Administrative History

The Reasonable Accommodations Unit (RAU) assists state agencies to ensure that "reasonable accommodations" are provided to employees with disabilities. New York's policy is based upon federal and state law and regulation, including the federal Americans with Disabilities Act (ADA); Sections 503 and 504 of the federal Rehabilitation Act; the New York State Human Rights Law; Executive Order No. 6 of 1983; and similar requirements.

State policy is that agencies must make reasonable accommodations in the work environment to enable qualified persons with disabilities to perform their work duties. Reasonable accommodations include modifying work sites, providing assistive devices, making facilities accessible, adjusting work schedules, restructuring jobs, providing readers and interpreters, and making similar work site and schedule adaptations to meet employee needs.

Rather than requiring the employee to prove that the requested accommodation is reasonable, the state agency must instead demonstrate that the requested accommodation will place an undue burden on the agency in order to deny it. The RAU anticipates that most state agencies will resolve "reasonable accommodation" issues through formal or informal means, often at the program unit level. However, there are situations in which agencies and disabled employees cannot agree on what constitutes a "reasonable" accommodation and the employee's request is therefore denied.

In such situations, the employee can accept the agency denial, initiate a discrimination complaint through the agency equal employment opportunity office, file a complaint against the agency under the state's Human Rights Law, the federal Rehabilitation Act, or the ADA, or even bring a private action for alleged discriminatory practice.
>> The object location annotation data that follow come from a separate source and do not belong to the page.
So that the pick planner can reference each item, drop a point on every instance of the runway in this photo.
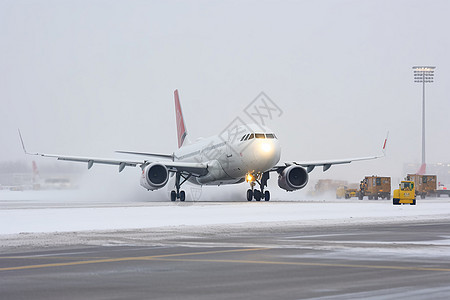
(407, 260)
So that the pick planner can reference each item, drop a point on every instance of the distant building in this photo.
(442, 170)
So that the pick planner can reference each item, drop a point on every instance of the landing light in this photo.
(266, 147)
(249, 178)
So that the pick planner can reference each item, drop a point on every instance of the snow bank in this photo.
(152, 215)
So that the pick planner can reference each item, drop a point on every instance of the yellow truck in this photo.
(375, 187)
(346, 192)
(406, 194)
(425, 185)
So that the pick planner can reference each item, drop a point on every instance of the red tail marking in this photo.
(181, 128)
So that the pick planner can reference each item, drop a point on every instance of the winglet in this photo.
(385, 143)
(181, 127)
(23, 145)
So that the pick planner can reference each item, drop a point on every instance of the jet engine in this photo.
(154, 176)
(293, 178)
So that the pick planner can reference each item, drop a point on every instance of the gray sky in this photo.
(90, 77)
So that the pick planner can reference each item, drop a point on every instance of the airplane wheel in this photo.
(182, 196)
(173, 196)
(249, 195)
(266, 195)
(257, 195)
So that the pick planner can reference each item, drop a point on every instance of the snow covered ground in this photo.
(38, 212)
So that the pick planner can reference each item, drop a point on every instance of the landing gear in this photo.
(174, 195)
(258, 194)
(249, 195)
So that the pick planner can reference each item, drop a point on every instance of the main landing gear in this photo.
(177, 194)
(256, 194)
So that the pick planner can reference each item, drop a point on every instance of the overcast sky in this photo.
(91, 77)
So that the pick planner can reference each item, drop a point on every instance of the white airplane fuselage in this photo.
(230, 160)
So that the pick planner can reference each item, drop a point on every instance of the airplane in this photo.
(247, 152)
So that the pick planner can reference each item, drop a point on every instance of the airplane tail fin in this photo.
(422, 170)
(181, 127)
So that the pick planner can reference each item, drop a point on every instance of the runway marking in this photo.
(167, 257)
(107, 260)
(307, 264)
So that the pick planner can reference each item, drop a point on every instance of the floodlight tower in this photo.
(423, 74)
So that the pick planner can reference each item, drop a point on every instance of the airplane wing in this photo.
(326, 164)
(194, 169)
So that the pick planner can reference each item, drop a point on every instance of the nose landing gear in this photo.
(181, 195)
(256, 194)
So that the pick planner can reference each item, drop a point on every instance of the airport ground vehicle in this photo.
(442, 190)
(425, 185)
(375, 187)
(346, 192)
(405, 194)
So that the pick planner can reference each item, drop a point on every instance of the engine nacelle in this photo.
(154, 176)
(293, 178)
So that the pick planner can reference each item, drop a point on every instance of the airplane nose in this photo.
(267, 152)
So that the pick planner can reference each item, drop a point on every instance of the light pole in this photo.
(423, 74)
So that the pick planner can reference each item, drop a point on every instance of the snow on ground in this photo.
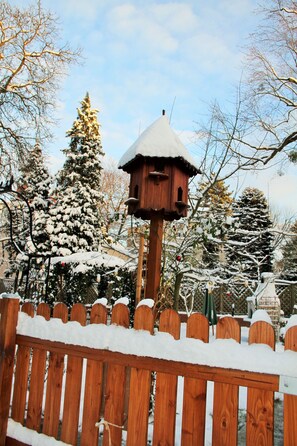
(223, 353)
(18, 432)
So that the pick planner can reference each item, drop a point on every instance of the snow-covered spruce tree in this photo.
(75, 224)
(75, 217)
(193, 246)
(289, 252)
(35, 184)
(251, 245)
(216, 207)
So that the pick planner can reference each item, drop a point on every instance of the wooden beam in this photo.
(139, 269)
(8, 323)
(217, 374)
(154, 258)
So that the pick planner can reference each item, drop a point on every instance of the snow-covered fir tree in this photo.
(75, 217)
(216, 206)
(289, 253)
(251, 245)
(35, 184)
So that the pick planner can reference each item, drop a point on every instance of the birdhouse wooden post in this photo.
(160, 168)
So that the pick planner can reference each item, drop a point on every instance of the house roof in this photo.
(158, 141)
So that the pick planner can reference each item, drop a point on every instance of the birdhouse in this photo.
(160, 167)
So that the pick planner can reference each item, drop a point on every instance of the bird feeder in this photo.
(160, 167)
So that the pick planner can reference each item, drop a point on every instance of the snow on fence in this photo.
(46, 386)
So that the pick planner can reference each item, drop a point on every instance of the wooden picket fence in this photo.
(117, 386)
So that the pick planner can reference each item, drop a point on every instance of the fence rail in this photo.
(117, 386)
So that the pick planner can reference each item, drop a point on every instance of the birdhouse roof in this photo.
(158, 141)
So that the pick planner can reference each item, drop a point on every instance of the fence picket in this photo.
(115, 387)
(37, 378)
(21, 375)
(290, 401)
(140, 387)
(73, 385)
(194, 403)
(54, 382)
(225, 402)
(93, 387)
(260, 403)
(8, 322)
(166, 388)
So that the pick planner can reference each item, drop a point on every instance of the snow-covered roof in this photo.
(158, 140)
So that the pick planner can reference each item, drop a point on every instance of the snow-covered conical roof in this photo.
(159, 141)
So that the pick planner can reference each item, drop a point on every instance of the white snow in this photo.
(18, 432)
(90, 258)
(102, 301)
(158, 140)
(261, 315)
(225, 353)
(292, 322)
(148, 302)
(122, 300)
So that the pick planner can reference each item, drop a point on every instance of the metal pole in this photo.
(139, 269)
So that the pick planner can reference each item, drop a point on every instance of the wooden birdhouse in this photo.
(160, 167)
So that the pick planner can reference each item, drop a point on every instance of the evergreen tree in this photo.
(35, 184)
(289, 252)
(251, 244)
(217, 206)
(75, 218)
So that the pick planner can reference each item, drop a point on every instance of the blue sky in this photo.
(142, 56)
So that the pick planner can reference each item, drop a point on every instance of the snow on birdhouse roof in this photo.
(159, 140)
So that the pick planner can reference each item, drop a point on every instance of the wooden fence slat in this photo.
(33, 419)
(8, 323)
(115, 387)
(140, 387)
(290, 401)
(93, 387)
(166, 389)
(260, 403)
(73, 385)
(225, 401)
(194, 403)
(21, 375)
(54, 382)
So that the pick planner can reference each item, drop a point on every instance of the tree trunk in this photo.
(177, 285)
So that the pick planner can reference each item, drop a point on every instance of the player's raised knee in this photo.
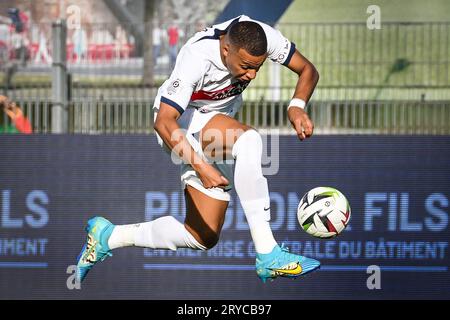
(249, 141)
(208, 239)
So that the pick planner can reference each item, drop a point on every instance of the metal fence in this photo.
(330, 117)
(392, 80)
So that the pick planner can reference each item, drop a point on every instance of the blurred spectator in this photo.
(19, 40)
(79, 39)
(121, 43)
(157, 36)
(42, 52)
(4, 40)
(20, 124)
(174, 34)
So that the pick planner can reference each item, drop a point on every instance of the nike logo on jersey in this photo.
(233, 89)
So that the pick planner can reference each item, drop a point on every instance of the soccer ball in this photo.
(323, 212)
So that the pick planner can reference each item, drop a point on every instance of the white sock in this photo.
(162, 233)
(252, 189)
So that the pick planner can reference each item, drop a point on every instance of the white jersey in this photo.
(200, 79)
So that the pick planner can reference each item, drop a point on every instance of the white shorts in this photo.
(193, 122)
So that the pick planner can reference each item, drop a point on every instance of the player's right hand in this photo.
(211, 177)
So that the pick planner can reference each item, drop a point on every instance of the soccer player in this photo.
(194, 112)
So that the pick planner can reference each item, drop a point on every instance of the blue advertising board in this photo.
(398, 189)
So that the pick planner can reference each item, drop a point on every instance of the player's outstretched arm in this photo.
(307, 81)
(170, 132)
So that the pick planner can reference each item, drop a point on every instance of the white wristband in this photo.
(298, 103)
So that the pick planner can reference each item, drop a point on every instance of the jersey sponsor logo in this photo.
(232, 90)
(173, 88)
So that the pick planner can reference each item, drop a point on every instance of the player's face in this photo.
(242, 65)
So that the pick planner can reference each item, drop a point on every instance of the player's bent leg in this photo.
(204, 216)
(246, 148)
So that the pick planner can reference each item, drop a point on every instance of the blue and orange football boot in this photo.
(96, 247)
(281, 263)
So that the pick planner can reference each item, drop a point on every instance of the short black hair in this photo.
(250, 36)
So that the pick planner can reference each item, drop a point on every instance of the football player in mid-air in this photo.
(201, 97)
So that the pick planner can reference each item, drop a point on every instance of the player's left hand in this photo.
(301, 122)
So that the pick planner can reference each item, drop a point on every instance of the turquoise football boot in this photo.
(96, 247)
(281, 263)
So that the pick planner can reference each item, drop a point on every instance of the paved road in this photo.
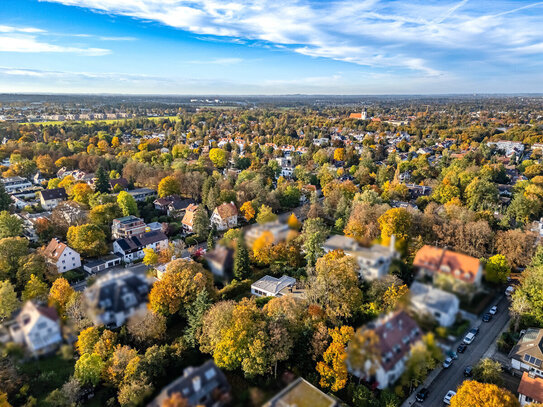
(451, 378)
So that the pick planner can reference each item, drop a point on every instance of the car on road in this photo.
(422, 395)
(447, 363)
(468, 371)
(447, 399)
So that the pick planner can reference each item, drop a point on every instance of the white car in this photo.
(447, 399)
(469, 338)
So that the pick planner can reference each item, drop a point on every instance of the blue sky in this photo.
(271, 46)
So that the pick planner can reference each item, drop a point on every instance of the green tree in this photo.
(8, 300)
(497, 269)
(89, 240)
(102, 181)
(127, 203)
(242, 267)
(10, 225)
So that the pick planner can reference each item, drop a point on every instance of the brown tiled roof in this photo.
(531, 387)
(460, 266)
(226, 210)
(54, 249)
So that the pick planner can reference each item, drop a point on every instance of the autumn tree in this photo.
(10, 225)
(333, 285)
(474, 394)
(333, 368)
(169, 186)
(179, 286)
(89, 240)
(127, 203)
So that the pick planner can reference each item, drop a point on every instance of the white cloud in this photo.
(416, 35)
(29, 43)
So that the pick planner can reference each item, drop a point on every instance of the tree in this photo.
(127, 203)
(333, 368)
(265, 215)
(8, 300)
(333, 285)
(35, 289)
(88, 369)
(488, 371)
(475, 394)
(150, 258)
(89, 240)
(497, 269)
(10, 225)
(179, 286)
(102, 181)
(218, 157)
(60, 294)
(5, 200)
(147, 327)
(87, 339)
(169, 186)
(248, 210)
(313, 236)
(397, 222)
(242, 267)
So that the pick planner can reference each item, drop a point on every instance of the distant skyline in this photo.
(271, 47)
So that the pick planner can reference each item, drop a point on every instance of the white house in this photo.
(374, 262)
(37, 327)
(225, 216)
(397, 332)
(62, 256)
(435, 303)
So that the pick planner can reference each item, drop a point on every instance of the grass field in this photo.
(110, 121)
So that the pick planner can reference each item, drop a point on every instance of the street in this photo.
(451, 378)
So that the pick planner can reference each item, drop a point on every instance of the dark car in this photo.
(468, 371)
(422, 395)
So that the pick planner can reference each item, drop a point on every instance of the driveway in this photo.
(451, 378)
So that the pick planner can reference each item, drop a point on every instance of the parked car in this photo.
(447, 399)
(422, 395)
(447, 362)
(468, 371)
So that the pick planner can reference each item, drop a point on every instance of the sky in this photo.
(213, 47)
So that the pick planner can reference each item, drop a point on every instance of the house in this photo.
(15, 184)
(188, 218)
(269, 286)
(131, 248)
(397, 332)
(435, 303)
(530, 389)
(103, 263)
(37, 327)
(127, 226)
(298, 393)
(50, 198)
(225, 216)
(62, 256)
(527, 354)
(221, 263)
(205, 385)
(115, 297)
(463, 270)
(374, 262)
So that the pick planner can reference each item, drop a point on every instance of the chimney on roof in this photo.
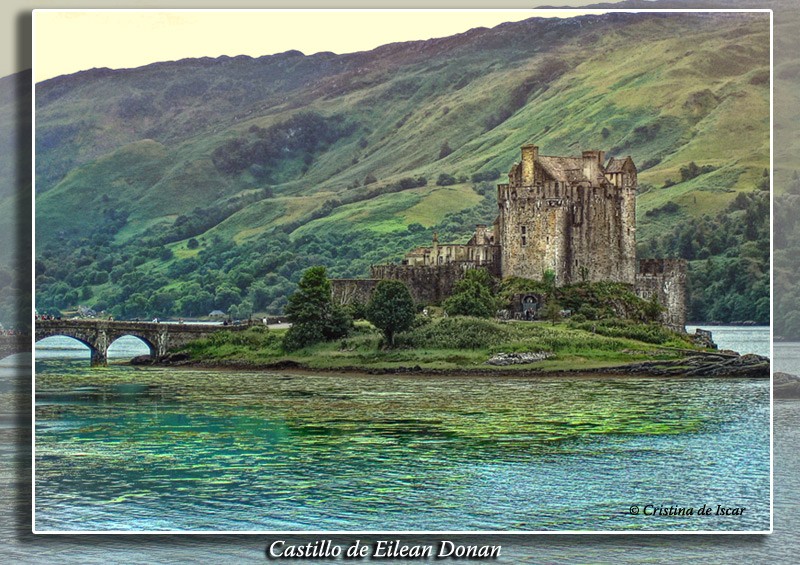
(529, 156)
(592, 163)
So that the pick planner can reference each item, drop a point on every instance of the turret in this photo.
(529, 156)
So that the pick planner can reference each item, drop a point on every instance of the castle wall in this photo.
(666, 279)
(429, 284)
(580, 232)
(349, 291)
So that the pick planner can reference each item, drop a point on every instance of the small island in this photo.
(553, 287)
(391, 335)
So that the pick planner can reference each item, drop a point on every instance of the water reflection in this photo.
(149, 448)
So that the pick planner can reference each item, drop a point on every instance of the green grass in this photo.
(646, 77)
(449, 343)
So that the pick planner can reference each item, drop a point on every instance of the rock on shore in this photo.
(721, 364)
(785, 385)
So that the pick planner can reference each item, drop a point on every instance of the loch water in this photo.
(131, 448)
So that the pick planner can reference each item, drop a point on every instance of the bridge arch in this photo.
(141, 337)
(99, 334)
(94, 353)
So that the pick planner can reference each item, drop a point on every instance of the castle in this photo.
(574, 217)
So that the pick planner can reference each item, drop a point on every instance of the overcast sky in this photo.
(69, 41)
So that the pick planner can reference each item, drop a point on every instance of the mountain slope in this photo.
(240, 151)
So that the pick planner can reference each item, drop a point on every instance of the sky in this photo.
(65, 42)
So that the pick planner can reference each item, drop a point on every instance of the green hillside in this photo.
(223, 178)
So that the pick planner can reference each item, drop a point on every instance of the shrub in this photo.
(391, 308)
(313, 315)
(445, 180)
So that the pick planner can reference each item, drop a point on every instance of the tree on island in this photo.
(391, 308)
(313, 314)
(472, 296)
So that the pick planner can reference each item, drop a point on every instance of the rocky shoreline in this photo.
(785, 386)
(705, 364)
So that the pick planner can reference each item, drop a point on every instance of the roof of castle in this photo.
(565, 169)
(616, 165)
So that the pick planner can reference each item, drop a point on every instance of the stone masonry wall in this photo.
(428, 284)
(349, 291)
(666, 278)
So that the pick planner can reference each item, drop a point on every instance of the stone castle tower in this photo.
(574, 216)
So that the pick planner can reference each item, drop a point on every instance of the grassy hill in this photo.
(236, 173)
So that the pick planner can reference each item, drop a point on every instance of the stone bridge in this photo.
(98, 335)
(11, 344)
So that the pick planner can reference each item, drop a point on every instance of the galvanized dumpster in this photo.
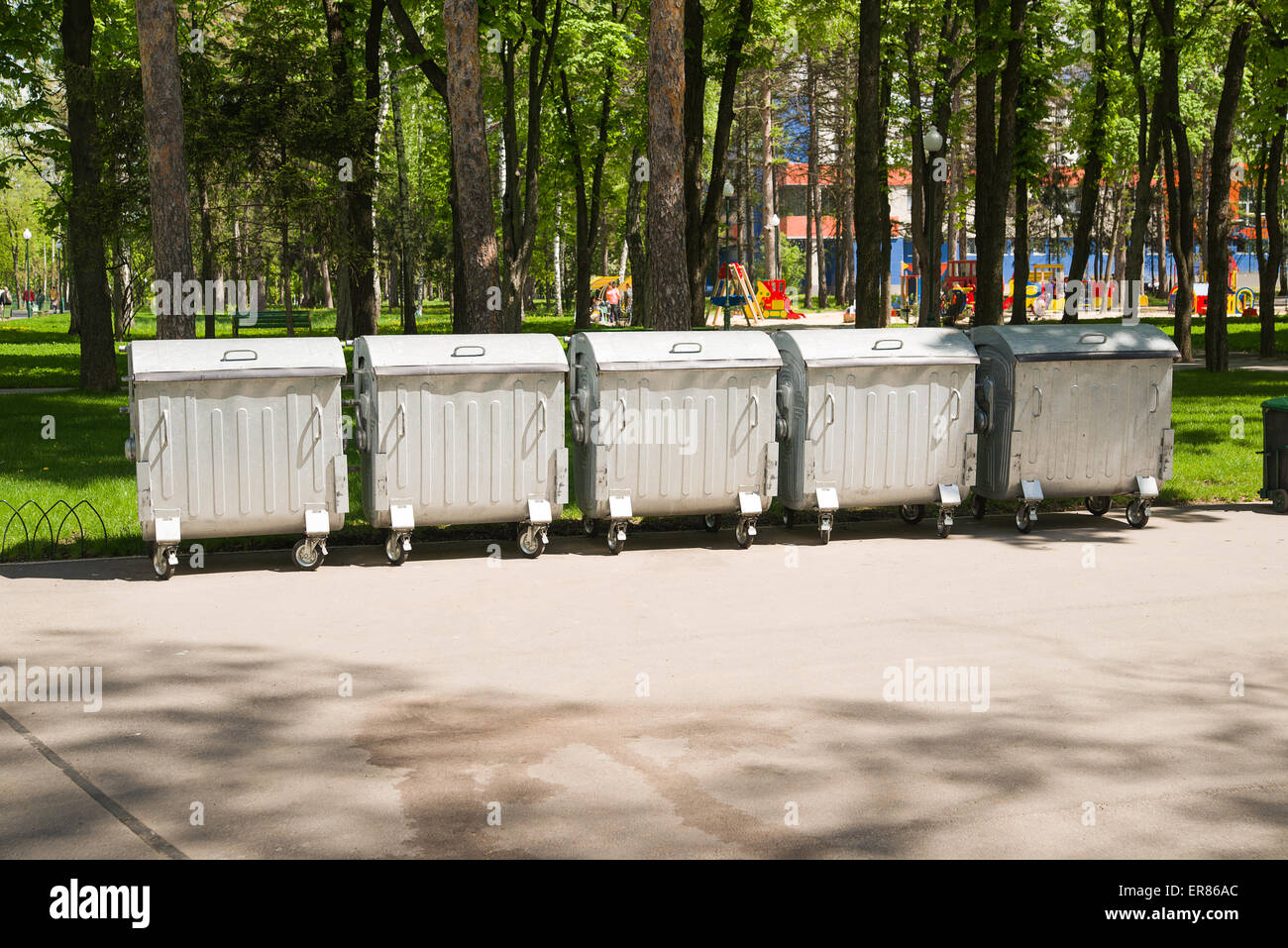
(462, 429)
(237, 438)
(674, 423)
(875, 417)
(1073, 411)
(1274, 450)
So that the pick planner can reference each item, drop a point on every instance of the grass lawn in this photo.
(85, 458)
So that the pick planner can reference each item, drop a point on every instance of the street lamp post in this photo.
(778, 250)
(728, 193)
(26, 236)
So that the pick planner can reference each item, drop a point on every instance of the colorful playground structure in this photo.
(734, 292)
However, the state has also established a compliance review process as an alternative means for reviewing such disputes.

Since 1993, a disabled state employee who believes that he/she has been denied a reasonable accommodation by their agency can ask the Compliance Review Board to review the agency denial. That 3-member board consists of the heads of the Department of Civil Service, the Office of the Advocate for Persons with Disabilities, and the Governor's Office of Employee Relations. When an appeal is filed, the RAU acts on behalf of the board to gather relevant documentation from the agency on the denial and to develop a recommendation for board consideration. The board's decision is advisory; it is presented to the state agency head for consideration, with the final decision remaining with the agency head.